Tri-Valley Begins Work on New Sunridge Oil Prospect

In a strategic California location, Tri-Valley Oil & Gas has secured a drill site for its Sunridge Oil Prospect close in to existing production. The play is on a current ChevronTexaco lease offsetting and up structure to the 28 million barrel Race Track Hill area of the giant 146 million barrel Edison Oil Field discovered in 1944 by British American Production Company.

More than 50 years later, production from the 650-foot shallow zone on the easterly edge of the lease still produces in the range of 500 barrels per day. Tri-Valley has mapped another 800-acre prospect less than a mile east of that lease boundary and is commencing operations to drill a 5,500-foot exploratory well to test six different objectives.

"While not a guarantee of success, Sunridge is a classic California lower risk prospect given it has six potential zones that are all productive nearby. We can test all six formations quickly and cheaply with a 5,500 foot well," said Joseph R. Kandle, TVGO President.

The Company plans to spud this new well before the end of the first quarter during a time when it also has two other major pioneering projects underway.

Schlumberger's high pressure frac team will perform a west coast first by hydraulically fracturing the Ekho No.1 deep well from 18,000 feet to 18,500 feet to attempt to liberate a huge oil and gas find from very tight sands. Independent analyses of logs, cores and fresh, sweet 48 gravity crude from the bore hole suggest 160 million barrels of oil equivalent in place in the 320 acre unit around the drill site. Tri-Valley is aiming for at least a 12.5% recovery at commercial rates by fracturing the hydrocarbon bearing formations and has raised $6 million to conduct multiple attempts if need be to achieve commercial success.

Simultaneously, some 15 miles northeast of Ekho and near the city of Delano, Tri-Valley is moving to redrill the horizontal leg of its Sunrise-Mayel No. 2HR in preparation to hydraulically fracture the gas bearing McClure Shale surrounding the well bore. Independent analyses of the well logs and limited flow tests suggest 40% porosity with 70% natural gas fill in nearly 300 net feet of pay with very low permeability. This equates to 80 billion cubic feet of natural gas in place per 160 acre spacing and Tri- Valley has mapped approximately 6,600 acres of closure within its 8,000-acre lease block.

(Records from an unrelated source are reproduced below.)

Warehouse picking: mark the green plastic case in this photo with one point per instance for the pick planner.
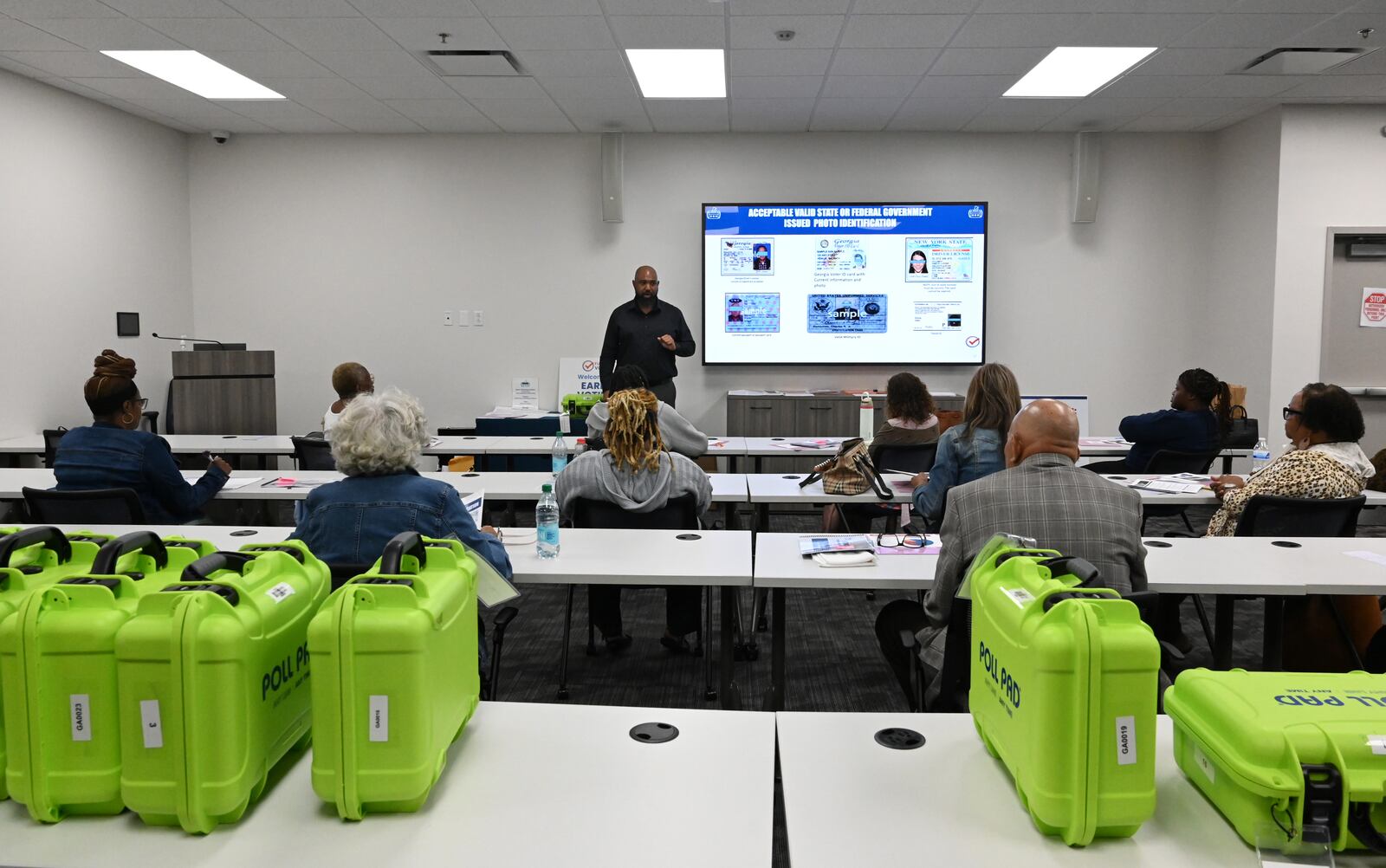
(32, 559)
(395, 676)
(57, 669)
(212, 678)
(1286, 757)
(1064, 690)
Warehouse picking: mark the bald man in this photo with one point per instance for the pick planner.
(649, 333)
(1041, 494)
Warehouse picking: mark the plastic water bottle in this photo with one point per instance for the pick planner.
(547, 523)
(868, 418)
(560, 454)
(1260, 455)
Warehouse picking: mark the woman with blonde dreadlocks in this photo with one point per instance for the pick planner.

"We know there is an immense amount of gas in place locked up in this very tight formation that requires special drilling and completion techniques to enable delivery of gas at commercial rates. While we have no guarantee of success at this stage, achieving commercial delivery would give Tri-Valley a leading position on the west coast and we are well funded to persevere in this challenge," said F. Lynn Blystone, President and Chief Executive Officer of Tri-Valley Corporation, TVOG's parent company publicly traded on the American Stock Exchange under the symbol "TIV".

The Company notes that California, the world's fifth largest economy, now imports nearly 60% of its oil and nearby 90% of its natural gas needs with demand continuing to mount against declining production. Therefore, Tri-Valley, with its proprietary inventory of 700 California leads and prospects, has purposely adopted a very aggressive growth strategy of pursuing very large exploratory targets where discovery success could add exceptional intrinsic value per share. It looks to overcome the high risk of failure inherent in exploration with a large number of big target prospects derived with modern technology and the long experience of its exploration and engineering staff and specialized consultants.

"Without question, Tri-Valley is in the right place, at the right time with the right commodity. We've been preparing several years for this confluence of conditions and resources with a corporate goal of providing exceptional rewards for our shareholders and drilling partners who all understand the higher risk as well as the upside potential of high impact drilling," Blystone said.